# Bryant Furnace Reversed Polarity



## yuri (Nov 29, 2008)

It may mean that the 120 volt power to the furnace is reversed. Ie: the hot line is neutral and the neutral became hot. Has there been any changes in your house wiring lately?

Check if the hot line is hot by using a meter to check it to a copper water line or piece of grounded metal.

If that is not the problem let us know as it could be a problem with the 24 volt furnace power transformer hookup.


----------



## jmendicina (Oct 6, 2015)

Nothing specifically on the furnace line that I know of. There was a random outlet that was run in the garage that I capped off and I changed a few outlets here and there. 

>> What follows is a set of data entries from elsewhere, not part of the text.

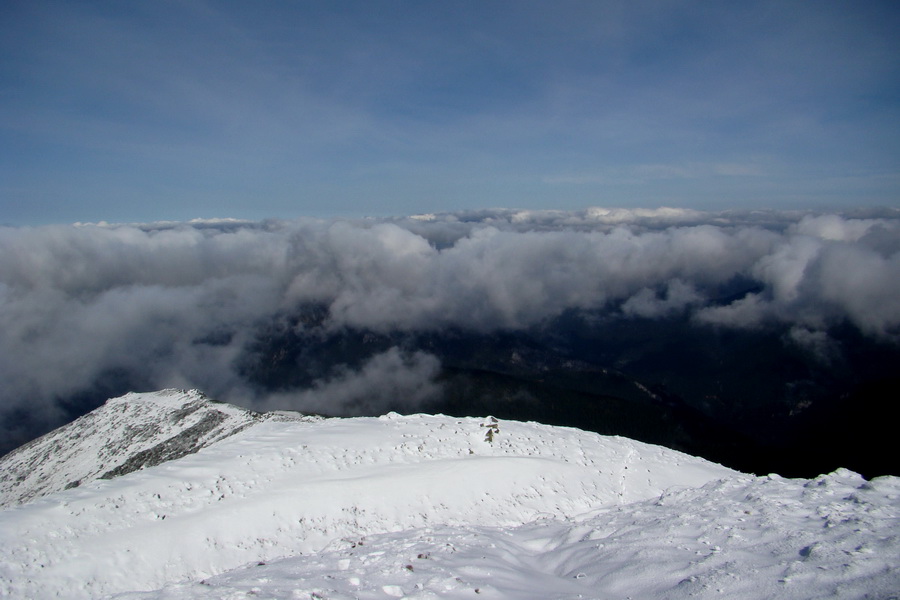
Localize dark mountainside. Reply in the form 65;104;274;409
3;308;900;477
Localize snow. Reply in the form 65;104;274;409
0;395;900;600
0;389;277;508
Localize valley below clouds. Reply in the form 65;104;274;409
0;208;900;476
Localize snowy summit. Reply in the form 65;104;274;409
0;390;900;600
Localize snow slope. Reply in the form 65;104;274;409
0;390;300;508
0;396;900;600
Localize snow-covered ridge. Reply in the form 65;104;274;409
0;389;308;508
0;391;900;600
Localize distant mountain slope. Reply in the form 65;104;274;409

But I will check it with a volt meter in the am and see what it reads and repost. 

Thank you for the reply.


----------



## zappa (Nov 25, 2011)

Check your equipment ground to the furnace also as that can cause the same fault code.


----------



## jmendicina (Oct 6, 2015)

That's where you lose me a bit obviously I know what a ground is but what exactly is the ground for the furnace and how would I identify it?


----------



## zappa (Nov 25, 2011)

jmendicina said:


> That's where you lose me a bit obviously I know what a ground is but what exactly is the ground for the furnace and how would I identify it?


It would be like the uninsulated copper ground conductor in a Romex cable. It would connect to the furnace metalwork to prevent a shock hazard if a hot were to touch the chassis.


----------



## SeattlePioneer (Nov 28, 2012)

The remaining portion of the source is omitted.